Pneumocystis carinii(PCP) infection remains a common complication of AIDS. NebuPent is indicated for prophylaxis of Pneumocystis Carinii infections in HIV positive patients. There is precedent for using this drug or Bactrim for prophylaxis in other immuno-compromised states than AIDS. For example,the National Comprehensive Cancer Network (NCCN) guidelines on prevention and treatment of cancer-related infections consider CLL patients receiving purine analogs or alemtuzumab (Campath, Genzyme) to be at intermediate- or high-risk, respectively, for developing infections. The guidelines recommend that patients receiving purine analog and/or alemtuzumab-containing regimens should be given prophylactic medications against viral infections and Pneumocystis infections, at a minimum.
While retrospective studies indicate that long-term steroid use increases the risk of PCP infection it is not known how these patients should be prophylaxed. The threshold for potential infection that warrants prophylaxis with its costs in side effects and expense is unknown, and the critical amount of immunosuppression necessary to increase risk for PCP is also unknown. Prophylaxis has been suggested for patients immunosuppressed owing to an underlying disease or immunosuppressive therapy. In some cancer centers, patients who receive corticosteroid therapy for longer than 4 weeks at a dose equivalent to 20 mg of prednisone per day are routinely are given PCP prophylaxis, as well as those in high-risk groups such as bone marrow transplant recipients and children with ALL.

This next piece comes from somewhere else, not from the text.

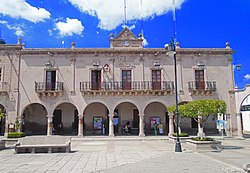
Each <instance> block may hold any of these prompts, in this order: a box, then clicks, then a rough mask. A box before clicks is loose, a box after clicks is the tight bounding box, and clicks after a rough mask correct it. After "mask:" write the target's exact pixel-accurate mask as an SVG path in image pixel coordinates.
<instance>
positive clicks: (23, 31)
mask: <svg viewBox="0 0 250 173" xmlns="http://www.w3.org/2000/svg"><path fill="white" fill-rule="evenodd" d="M0 24H3V25H5V26H6V27H7V28H8V29H9V30H13V31H14V32H15V34H16V35H17V36H23V35H24V31H23V29H22V26H21V25H17V26H14V25H10V24H9V23H8V22H7V21H2V20H0Z"/></svg>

In 2009, Kovacs and Masur summarized the first 100 years since identification of Pneumocystis. They concluded that in HIV-negative patients there is no reliable laboratory marker for risk of this infection, but that in these patients PCP is more likely to be an acute illness causing severe respiratory distress of rapid onset when compared with HIV-positive patients. That makes routine prophylaxis more reasonable. Their recommended approach is to use PCP prophylaxis in patients receiving at least 20 mg of prednisone per day for at least 1 month. They also note that steroid therapy can accelerate symptomatic and physiologic improvement and improve survival in patients with moderate or severe PCP. Since steroids are in themselves immunosupressive, management of corticosteroids in PCP-infected patients is quite complex.